You travel on a particular road to work everyday morning and yesterday you saw an accident happen right before your eyes. What would your reaction be? You will begin driving carefully. Even if you don’t if you tell your family or friends about it, they would advice you to be careful on the roads.
Has the number of accidents increased suddenly? No. It is the same for the past few years. They should have advised you long time back and not just after the accident you saw. Why is it? Because of something called Availability Bias. People tend to judge things and act based on the most recent information – be it news that really happened or even opinions of others which might be false. After a few weeks have gone by, you would go back to your original driving style. As long as the event is fresh in your eyes, you would try to act based on that.
How does it affect investors?
Whenever some bad news comes out about a company, everyone tries to get out of the sinking ship as quickly as possible. This causes the stocks to fall to dangerous levels. But in real the bad news might not be that bad to cause such a huge percentage fall in prices. This works equally well for the good news too. All investors want to get in the stock based on the latest good news and drive up the prices more than its value. This is completely opposite of the Efficient Market Hypothesis – at least in the short-term.

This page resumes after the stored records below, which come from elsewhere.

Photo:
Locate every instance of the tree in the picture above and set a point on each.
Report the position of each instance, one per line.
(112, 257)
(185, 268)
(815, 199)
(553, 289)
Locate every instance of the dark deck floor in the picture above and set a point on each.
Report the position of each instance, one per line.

There has been a research done on stocks in the New York Stock Exchange, where they picked 35 good stocks and 35 bad performing stocks into two portfolios. Over a 3 year period, they found that the bad stocks portfolio consistently beat the market index and the “good stocks portfolio” consistently under performed.
This shows that investors overreacted to the bad news and drove the stock prices down a lot. Similarly they overreacted to the good news and drove the stock prices all the way up. Over a long time period, this averages out and the real value of the stock comes out.
This affects not only investments in stocks, but also people buying Mutual Funds or ULIPs because the agents showed how big the returns were in the past.
How to avoid Availability Bias?
As always do your own analysis and research before making any decisions. Don’t listen to the talking heads in the various financial TV or media. It is usual for the media to over-hype things because that is what gives them money. Remember never make investment decisions when you’re emotional. And remember what all Mutual Fund companies say at the end of their advertisements? “Past performance is not an indicator of future performance”.